What happens if we reverse Newcomb's Paradox and replace it with two negative sums? Doesn't it kinda maybe affirm Roko's Basilisk?

post by Habby · 2020-01-26T18:08:40.966Z · LW · GW · 2 comments

This is a question post.

Contents

  Answers
    3 Dagon
None
2 comments

So Newcomb's Paradox becomes:

Box A is clear, and always contains a visible -$1,000.
Box B is opaque, and its content has already been set by the predictor:
If the predictor has predicted the player will take both boxes A and B, then box B contains nothing.
If the predictor has predicted that the player will take only box B, then box B contains -$1,000,000.
The player must take either only box B, or box A and B.

In this scenario, if the Player believes all the info laid out, the only logical choice would be to take both boxes A and B. if we take all this, and make it into:


Choice A is clear, and entails always working to further AI.
Choice B isn't clear, and what it entails has already been set by the predictor:
If the predictor has predicted the player will take both choice A and consequence B, then consequence B entails nothing (or possibly eternal bliss).
If the predictor has predicted that the player will take only consequence B, then they have the choice to make consequence B entail "eternal damnation".
The player must take consequence B but may also take choice A.

Then Roko's Basilisk is true, with the two caveats being that you must believe that the "eternal damnation" will happen, and you must care about the "eternal damnation".

That's fair.

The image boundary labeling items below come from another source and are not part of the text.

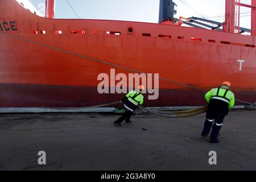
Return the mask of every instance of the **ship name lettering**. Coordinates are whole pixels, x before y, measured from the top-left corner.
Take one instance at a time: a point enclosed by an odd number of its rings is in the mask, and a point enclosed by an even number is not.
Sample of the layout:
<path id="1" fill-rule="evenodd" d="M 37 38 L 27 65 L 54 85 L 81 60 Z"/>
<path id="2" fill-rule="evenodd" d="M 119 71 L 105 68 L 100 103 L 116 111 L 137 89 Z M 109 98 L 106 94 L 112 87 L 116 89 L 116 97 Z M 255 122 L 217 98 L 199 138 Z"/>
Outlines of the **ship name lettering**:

But, uh, the Basilisk knows that we don't believe in the damnation, so it's perfectly logical for the AI to eternally damn the simulation (as long as this doesn't harm humanity, which we have no reason to believe it would) because it knows that we know that it'll do that.

In essence, we're being a predictor of the predictor, and right now we're predicting that the predictor will go through with their punishment, because they will have predicted us predicting that they won't. (This is the weakest link in my idea, and I want you guys to rip it to shreds.)

Ok. that may be the case, but I still don't care about the AI torturing some simulation. Issue is, if the AI must simulate you for this, they must simulate the entire universe, and we might be in that simulation, meaning that there is a risk that we will be directly punished by Roko's Basilisk if it thinks that we aren't furthering the AI.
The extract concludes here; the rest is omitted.